= Holographic display =

Type of 3D display

A holographic display is a type of 3D display that utilizes light diffraction to reconstruct a 3D wavefront of an object or a scene and therefore display a three-dimensional image to the viewer. Holographic displays are distinguished from other forms of 3D displays in that they do not require the viewer to wear any special glasses or use external equipment to be able to see the image, and do not cause a vergence-accommodation conflict.

Some commercially available 3D displays are advertised as being holographic, but are actually multiscopic.

== Timeline==

1947 – Hungarian scientist Dennis Gabor first came up with the concept of a hologram while trying to improve the resolution of electron microscopes. He derived the name for holography, with "holos" being the Greek word for "whole," and "gramma" which is the term for "message."

1960 – The world's first laser was developed by Soviet scientists Nikolay Basov and Alexander Prokhorov, and American scientist Charles H. Townes. This was a major milestone for holography because laser technology serves as the basis of some modern day holographic displays.

1962 – Yuri Denisyuk invented the white-light reflection hologram which was the first hologram that could be viewed under the light given off by an ordinary incandescent light bulb. Emmett Leith and Juris Upatnieks developed off-axis holography, a technique that introduced a reference beam at an angle to the object beam, effectively separating the real and virtual images and allowing high-quality, distortion-free holograms to be recorded and reconstructed.

1968 – White-light transmission holography was invented by Stephen Benton.
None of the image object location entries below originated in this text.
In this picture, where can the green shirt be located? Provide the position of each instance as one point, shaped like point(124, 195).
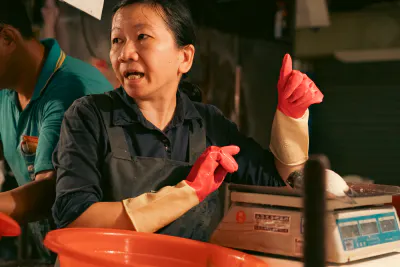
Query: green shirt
point(62, 80)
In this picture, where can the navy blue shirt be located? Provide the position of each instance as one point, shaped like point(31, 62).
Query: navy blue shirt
point(84, 144)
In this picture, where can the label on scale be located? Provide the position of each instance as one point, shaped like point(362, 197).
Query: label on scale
point(365, 231)
point(275, 223)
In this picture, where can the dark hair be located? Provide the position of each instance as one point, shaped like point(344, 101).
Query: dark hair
point(178, 18)
point(14, 13)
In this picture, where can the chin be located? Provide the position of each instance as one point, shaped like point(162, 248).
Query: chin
point(137, 92)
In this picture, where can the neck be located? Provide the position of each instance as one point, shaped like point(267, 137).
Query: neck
point(159, 111)
point(30, 59)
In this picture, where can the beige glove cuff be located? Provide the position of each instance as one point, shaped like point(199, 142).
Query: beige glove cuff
point(152, 211)
point(289, 139)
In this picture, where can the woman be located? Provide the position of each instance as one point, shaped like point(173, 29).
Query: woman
point(124, 158)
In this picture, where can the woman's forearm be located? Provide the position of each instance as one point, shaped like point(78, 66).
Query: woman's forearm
point(104, 215)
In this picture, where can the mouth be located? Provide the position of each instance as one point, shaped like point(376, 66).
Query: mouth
point(133, 75)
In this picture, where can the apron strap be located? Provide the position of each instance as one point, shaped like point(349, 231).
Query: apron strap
point(106, 104)
point(197, 141)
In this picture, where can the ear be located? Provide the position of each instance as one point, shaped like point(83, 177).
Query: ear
point(186, 60)
point(9, 37)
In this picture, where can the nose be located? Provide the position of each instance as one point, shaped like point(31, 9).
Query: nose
point(128, 52)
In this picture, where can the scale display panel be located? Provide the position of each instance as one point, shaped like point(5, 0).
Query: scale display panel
point(365, 231)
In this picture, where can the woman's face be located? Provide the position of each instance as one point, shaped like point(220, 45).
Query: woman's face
point(144, 54)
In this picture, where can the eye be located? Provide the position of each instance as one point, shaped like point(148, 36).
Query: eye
point(116, 40)
point(142, 36)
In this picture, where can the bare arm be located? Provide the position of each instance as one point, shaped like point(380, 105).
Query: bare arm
point(104, 215)
point(29, 202)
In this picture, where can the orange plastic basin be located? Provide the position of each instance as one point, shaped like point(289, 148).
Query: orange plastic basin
point(8, 227)
point(90, 247)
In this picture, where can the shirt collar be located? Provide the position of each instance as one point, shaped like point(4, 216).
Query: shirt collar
point(54, 60)
point(130, 112)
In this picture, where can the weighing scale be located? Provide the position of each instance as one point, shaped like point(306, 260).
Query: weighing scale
point(270, 220)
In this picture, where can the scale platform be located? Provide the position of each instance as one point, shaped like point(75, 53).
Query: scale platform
point(270, 220)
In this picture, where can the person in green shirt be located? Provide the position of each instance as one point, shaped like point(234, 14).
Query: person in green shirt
point(38, 83)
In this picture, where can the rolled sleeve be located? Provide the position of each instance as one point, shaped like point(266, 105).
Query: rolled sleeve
point(256, 165)
point(76, 161)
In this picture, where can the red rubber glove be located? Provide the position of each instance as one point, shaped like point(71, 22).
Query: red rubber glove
point(296, 92)
point(8, 227)
point(210, 169)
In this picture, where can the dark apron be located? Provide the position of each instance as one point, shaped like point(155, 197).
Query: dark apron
point(128, 177)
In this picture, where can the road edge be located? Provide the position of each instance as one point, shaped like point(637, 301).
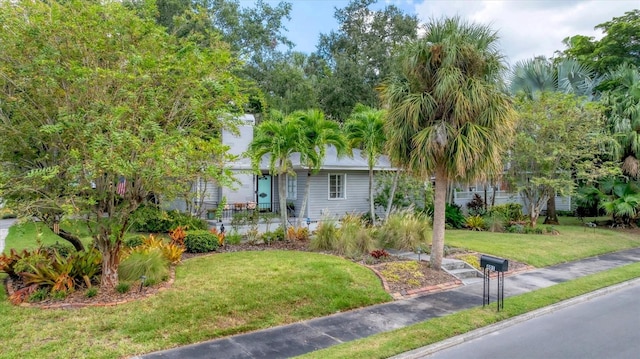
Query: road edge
point(476, 333)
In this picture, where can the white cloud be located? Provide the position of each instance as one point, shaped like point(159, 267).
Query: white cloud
point(530, 28)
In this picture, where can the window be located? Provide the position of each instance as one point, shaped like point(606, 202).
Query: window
point(337, 186)
point(292, 187)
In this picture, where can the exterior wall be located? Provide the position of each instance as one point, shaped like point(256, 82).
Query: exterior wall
point(357, 194)
point(502, 197)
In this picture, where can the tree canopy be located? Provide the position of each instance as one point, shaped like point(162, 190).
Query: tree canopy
point(100, 108)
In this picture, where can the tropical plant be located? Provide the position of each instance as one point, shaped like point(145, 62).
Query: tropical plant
point(406, 230)
point(447, 113)
point(278, 137)
point(365, 130)
point(318, 133)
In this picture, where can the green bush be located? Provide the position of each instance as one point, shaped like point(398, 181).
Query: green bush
point(511, 212)
point(151, 219)
point(326, 235)
point(149, 263)
point(63, 249)
point(200, 241)
point(405, 230)
point(133, 240)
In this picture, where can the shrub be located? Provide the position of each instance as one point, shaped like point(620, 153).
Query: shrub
point(403, 230)
point(325, 237)
point(149, 263)
point(91, 292)
point(300, 233)
point(476, 206)
point(379, 253)
point(123, 287)
point(64, 249)
point(133, 241)
point(475, 223)
point(178, 235)
point(39, 295)
point(200, 241)
point(472, 259)
point(511, 212)
point(86, 266)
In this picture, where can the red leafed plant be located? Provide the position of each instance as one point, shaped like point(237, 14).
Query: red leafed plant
point(379, 253)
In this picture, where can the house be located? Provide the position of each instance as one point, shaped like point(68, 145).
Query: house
point(341, 186)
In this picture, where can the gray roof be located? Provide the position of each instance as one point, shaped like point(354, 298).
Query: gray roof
point(355, 162)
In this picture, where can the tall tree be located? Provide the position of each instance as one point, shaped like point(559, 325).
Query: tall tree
point(620, 44)
point(365, 130)
point(447, 110)
point(278, 138)
point(532, 78)
point(622, 104)
point(360, 54)
point(560, 139)
point(318, 133)
point(101, 108)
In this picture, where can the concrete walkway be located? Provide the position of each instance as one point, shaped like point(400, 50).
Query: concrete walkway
point(299, 338)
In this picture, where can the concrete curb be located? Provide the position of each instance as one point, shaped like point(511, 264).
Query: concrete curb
point(474, 334)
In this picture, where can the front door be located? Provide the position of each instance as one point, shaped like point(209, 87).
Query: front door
point(264, 193)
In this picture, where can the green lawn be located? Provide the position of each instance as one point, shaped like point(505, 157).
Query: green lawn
point(395, 342)
point(541, 250)
point(212, 296)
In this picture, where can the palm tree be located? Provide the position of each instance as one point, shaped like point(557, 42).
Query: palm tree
point(365, 130)
point(536, 76)
point(317, 133)
point(622, 104)
point(447, 111)
point(278, 137)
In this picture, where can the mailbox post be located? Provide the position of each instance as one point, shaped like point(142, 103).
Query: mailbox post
point(495, 264)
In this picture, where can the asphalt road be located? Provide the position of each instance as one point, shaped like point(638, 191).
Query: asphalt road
point(604, 327)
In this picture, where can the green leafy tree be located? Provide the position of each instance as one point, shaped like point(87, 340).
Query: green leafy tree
point(365, 131)
point(560, 139)
point(622, 105)
point(100, 108)
point(318, 133)
point(620, 44)
point(360, 54)
point(278, 138)
point(447, 111)
point(532, 78)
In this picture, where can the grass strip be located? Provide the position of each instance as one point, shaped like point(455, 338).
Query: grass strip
point(395, 342)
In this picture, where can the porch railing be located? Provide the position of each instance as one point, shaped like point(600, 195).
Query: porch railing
point(235, 208)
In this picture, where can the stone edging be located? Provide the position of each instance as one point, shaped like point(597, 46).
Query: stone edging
point(163, 287)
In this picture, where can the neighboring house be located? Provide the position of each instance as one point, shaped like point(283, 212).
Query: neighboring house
point(340, 187)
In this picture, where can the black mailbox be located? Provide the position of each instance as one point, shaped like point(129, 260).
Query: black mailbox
point(494, 263)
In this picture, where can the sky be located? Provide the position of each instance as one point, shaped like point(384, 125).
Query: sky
point(527, 28)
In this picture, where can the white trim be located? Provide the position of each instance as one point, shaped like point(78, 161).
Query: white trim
point(344, 186)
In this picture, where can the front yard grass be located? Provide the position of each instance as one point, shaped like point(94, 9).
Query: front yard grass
point(213, 296)
point(398, 341)
point(541, 250)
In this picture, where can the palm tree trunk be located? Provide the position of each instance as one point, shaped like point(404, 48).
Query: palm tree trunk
point(303, 207)
point(392, 193)
point(439, 207)
point(552, 216)
point(282, 193)
point(371, 204)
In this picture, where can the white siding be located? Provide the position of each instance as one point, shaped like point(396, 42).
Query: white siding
point(357, 193)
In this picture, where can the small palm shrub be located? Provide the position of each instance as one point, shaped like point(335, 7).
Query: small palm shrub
point(201, 241)
point(405, 230)
point(353, 238)
point(325, 238)
point(475, 223)
point(150, 263)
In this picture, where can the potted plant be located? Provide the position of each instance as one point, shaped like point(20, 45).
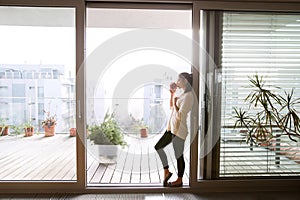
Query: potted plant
point(270, 115)
point(144, 131)
point(3, 127)
point(28, 129)
point(16, 129)
point(72, 132)
point(49, 124)
point(107, 136)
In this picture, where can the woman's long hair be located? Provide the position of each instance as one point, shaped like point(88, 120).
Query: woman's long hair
point(189, 78)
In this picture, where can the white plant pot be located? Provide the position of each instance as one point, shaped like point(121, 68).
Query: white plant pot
point(109, 151)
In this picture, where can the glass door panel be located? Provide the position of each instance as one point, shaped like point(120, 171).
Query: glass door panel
point(37, 98)
point(132, 57)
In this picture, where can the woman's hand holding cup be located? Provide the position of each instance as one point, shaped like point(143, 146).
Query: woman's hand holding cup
point(173, 87)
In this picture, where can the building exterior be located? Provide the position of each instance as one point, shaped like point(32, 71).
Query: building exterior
point(29, 90)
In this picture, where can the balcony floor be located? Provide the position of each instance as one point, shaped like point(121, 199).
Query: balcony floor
point(54, 159)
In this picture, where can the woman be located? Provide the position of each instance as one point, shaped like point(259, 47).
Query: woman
point(177, 127)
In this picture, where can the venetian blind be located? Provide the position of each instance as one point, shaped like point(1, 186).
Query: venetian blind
point(266, 44)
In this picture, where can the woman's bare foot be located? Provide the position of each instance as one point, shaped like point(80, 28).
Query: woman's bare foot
point(167, 176)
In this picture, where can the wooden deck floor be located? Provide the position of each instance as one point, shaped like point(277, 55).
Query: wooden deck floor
point(138, 163)
point(54, 159)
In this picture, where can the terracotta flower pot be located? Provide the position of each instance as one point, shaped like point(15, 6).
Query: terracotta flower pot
point(29, 131)
point(144, 132)
point(72, 132)
point(49, 130)
point(4, 130)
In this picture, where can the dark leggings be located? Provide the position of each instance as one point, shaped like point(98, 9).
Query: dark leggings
point(178, 146)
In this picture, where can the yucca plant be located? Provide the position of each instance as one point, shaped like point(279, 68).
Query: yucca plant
point(273, 112)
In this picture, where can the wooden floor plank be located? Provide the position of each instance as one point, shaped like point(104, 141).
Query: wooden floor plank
point(99, 173)
point(136, 167)
point(127, 170)
point(145, 166)
point(54, 158)
point(107, 177)
point(117, 174)
point(92, 170)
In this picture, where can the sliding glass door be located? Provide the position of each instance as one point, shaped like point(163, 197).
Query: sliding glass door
point(37, 94)
point(133, 55)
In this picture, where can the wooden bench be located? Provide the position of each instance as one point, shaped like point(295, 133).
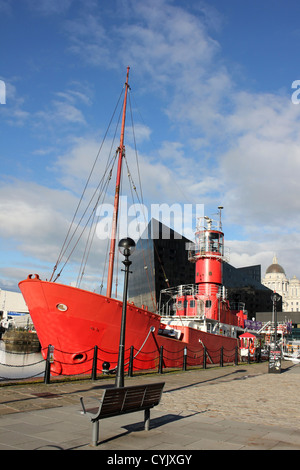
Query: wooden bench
point(118, 401)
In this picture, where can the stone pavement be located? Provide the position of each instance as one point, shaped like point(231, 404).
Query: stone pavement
point(231, 408)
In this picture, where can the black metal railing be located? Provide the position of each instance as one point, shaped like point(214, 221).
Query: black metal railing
point(96, 361)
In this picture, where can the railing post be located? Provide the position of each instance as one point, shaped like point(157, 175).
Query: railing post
point(130, 367)
point(47, 366)
point(94, 369)
point(160, 366)
point(184, 358)
point(204, 357)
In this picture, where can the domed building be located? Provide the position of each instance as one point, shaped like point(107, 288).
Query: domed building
point(276, 280)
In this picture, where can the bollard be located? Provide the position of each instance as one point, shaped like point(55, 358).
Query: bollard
point(130, 367)
point(160, 366)
point(204, 357)
point(184, 358)
point(236, 356)
point(94, 368)
point(47, 366)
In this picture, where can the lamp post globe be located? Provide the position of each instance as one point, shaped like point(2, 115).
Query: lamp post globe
point(126, 248)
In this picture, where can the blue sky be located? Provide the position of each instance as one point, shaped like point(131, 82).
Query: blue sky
point(215, 125)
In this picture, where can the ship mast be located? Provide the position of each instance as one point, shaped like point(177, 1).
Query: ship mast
point(121, 150)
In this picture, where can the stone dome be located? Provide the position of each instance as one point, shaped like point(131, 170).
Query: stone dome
point(275, 267)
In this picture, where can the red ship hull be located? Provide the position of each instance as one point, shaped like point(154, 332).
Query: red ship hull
point(90, 320)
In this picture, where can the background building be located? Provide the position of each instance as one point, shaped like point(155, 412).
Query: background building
point(276, 280)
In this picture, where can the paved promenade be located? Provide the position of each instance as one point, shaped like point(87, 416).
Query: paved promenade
point(231, 408)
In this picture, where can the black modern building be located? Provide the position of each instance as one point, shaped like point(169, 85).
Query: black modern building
point(161, 260)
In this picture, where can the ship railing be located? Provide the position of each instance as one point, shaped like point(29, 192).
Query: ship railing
point(105, 362)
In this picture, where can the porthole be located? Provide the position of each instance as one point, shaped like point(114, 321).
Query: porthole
point(62, 307)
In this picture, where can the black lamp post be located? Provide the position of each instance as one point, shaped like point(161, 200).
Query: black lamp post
point(126, 248)
point(275, 352)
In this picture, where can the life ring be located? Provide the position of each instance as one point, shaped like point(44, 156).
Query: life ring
point(79, 357)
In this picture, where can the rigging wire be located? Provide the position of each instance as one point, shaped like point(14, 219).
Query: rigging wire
point(64, 248)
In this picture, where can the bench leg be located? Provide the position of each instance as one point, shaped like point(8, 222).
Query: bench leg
point(95, 433)
point(147, 419)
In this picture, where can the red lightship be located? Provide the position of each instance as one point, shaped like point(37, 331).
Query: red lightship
point(74, 320)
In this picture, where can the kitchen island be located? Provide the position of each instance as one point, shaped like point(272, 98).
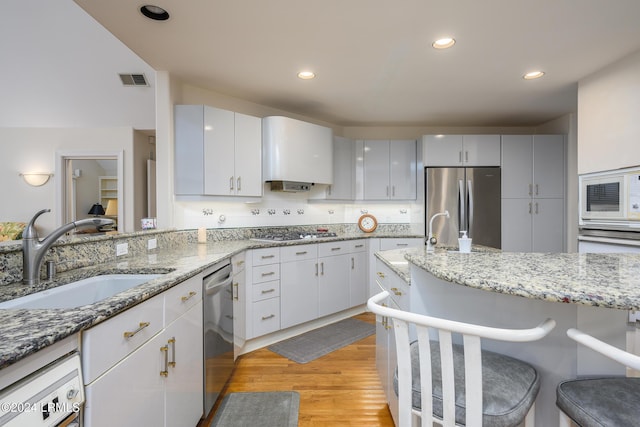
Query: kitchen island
point(593, 292)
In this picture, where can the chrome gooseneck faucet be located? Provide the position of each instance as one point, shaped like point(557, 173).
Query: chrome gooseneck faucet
point(33, 249)
point(431, 239)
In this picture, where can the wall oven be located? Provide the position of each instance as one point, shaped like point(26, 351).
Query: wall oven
point(610, 199)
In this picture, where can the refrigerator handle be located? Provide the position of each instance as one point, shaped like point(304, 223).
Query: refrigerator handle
point(462, 219)
point(470, 208)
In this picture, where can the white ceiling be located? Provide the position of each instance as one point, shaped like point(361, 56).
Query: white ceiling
point(373, 59)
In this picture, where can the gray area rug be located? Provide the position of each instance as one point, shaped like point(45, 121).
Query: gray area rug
point(314, 344)
point(264, 409)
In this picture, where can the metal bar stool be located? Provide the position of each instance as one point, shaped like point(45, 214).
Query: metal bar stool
point(600, 401)
point(460, 384)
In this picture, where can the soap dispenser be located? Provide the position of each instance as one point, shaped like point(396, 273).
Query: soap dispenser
point(464, 243)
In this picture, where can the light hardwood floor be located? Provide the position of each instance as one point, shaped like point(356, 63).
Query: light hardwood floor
point(339, 389)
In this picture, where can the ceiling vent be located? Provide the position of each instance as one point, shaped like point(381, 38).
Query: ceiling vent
point(133, 80)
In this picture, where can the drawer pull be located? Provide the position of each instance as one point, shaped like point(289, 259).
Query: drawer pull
point(165, 350)
point(172, 341)
point(188, 297)
point(141, 327)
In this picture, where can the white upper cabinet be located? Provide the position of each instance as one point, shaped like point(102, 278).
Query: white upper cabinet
point(343, 170)
point(461, 150)
point(389, 169)
point(294, 150)
point(217, 152)
point(533, 166)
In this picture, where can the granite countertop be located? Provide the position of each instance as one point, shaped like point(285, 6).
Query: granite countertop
point(25, 332)
point(599, 280)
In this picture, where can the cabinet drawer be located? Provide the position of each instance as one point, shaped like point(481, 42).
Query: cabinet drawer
point(264, 273)
point(238, 262)
point(181, 298)
point(358, 245)
point(396, 243)
point(266, 290)
point(265, 256)
point(105, 344)
point(298, 252)
point(266, 316)
point(333, 248)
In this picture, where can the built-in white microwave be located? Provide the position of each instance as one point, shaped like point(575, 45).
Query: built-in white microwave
point(610, 197)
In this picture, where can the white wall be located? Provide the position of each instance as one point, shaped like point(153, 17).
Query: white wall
point(60, 69)
point(609, 117)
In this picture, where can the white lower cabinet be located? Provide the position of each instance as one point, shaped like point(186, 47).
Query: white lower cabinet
point(358, 290)
point(333, 282)
point(141, 369)
point(299, 284)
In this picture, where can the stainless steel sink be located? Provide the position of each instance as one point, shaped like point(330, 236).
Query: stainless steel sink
point(82, 292)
This type of holography was unique because it was able to reproduce the entire spectrum of colors by separating the seven colors that create white light.

1972 - Lloyd Cross produced the first traditional hologram by using white-light transmission holography to recreate a moving 3-dimensional image.

1989 – MIT spatial imaging group pioneered electroholography, which uses magnetic waves and acoustic-optical sensors to portray moving pictures onto a display.

2011 – DARPA announces the Urban Photonic Sand Table (UPST) project, a dynamic digital holographic tabletop display.

2012 – The first holographic display is implemented in a car's interactive navigation display system. The technology was showcased through the exclusive luxury car, the Lykan HyperSport.

2013 – MIT researcher Michael Bove predicts that holographic displays will enter the mass market within the next ten years, adding that we already have all the technology necessary for holographic displays.

== Types of holographic displays ==

=== Micromagnetic piston display ===

The piston display, invented by Belgian company IMEC in 2011, utilizes a MEMS (micro-electro-mechanical system) based structure. In this type of display, thousands of microscopic pistons are able to be manipulated up and down to act as pixels, which in turn reflect light with a desired wavelength to represent an image. This developing technology is currently in the prototype phase, as IMEC is still developing the mechanism that will mobilize their "pixels" more effectively. Some of the limitations of this type of this display include the high cost, difficulty of creating large screens, and its susceptibility to mechanical failures due to the relatively large amount of moving parts (microscopic pistons).

=== Holographic television display ===

The holographic television display was created by MIT researcher Michael Bove in 2013. Dr. Bove used a Microsoft Kinect camera as a relatively effective way to capture subjects in a three-dimensional space. The image is then processed by a PC graphics card and replicated with a series of laser diodes. The produced image is fully 3-dimensional and can be viewed from all 360 degrees to gain spatial perspective. Bove claimed that this technology would be widespread by 2023, and that the technology will cost as much as today's ordinary consumer TVs.

== Technologies used ==

=== Laser ===

Most modern day holograms use a laser as its light source. In this type of hologram, a laser is shone onto a scene that is then reflected onto a recording apparatus. In addition, part of the laser must shine directly onto a specific area of the display to act as a reference beam. The purpose of the reference beam is to provide the recording device with information such as background light, picture angle, and beam profile. The image is then processed to compensate for any variation in picture fidelity, and then sent to the display.

=== Full parallax/HPO/VPO ===

Full parallax holography is the process of delivering optical information in both the x and y directions. The resulting image will therefore provide the same perspective of a scene to all viewers regardless of viewing angle.

Horizontal Parallax Only (HPO) and Vertical Parallax Only (VPO) displays only deliver optical information in two dimensions. This method of display partially compromises the image in certain viewing angles, but it requires much less computational power and data transfer. Because humans' eyes are positioned side by side, HPO displays are generally preferred over VPO displays, and sometimes preferred over full parallax displays due to their lesser demand on processing power.

=== MEMS ===

MEMS technology allows holographic displays to incorporate very small moving parts into its design. The prime example of a MEMS-enabled display is the piston display, listed in the above section. Micropistons used in the display can behave like pixels on a computer monitor, allowing for sharp image quality.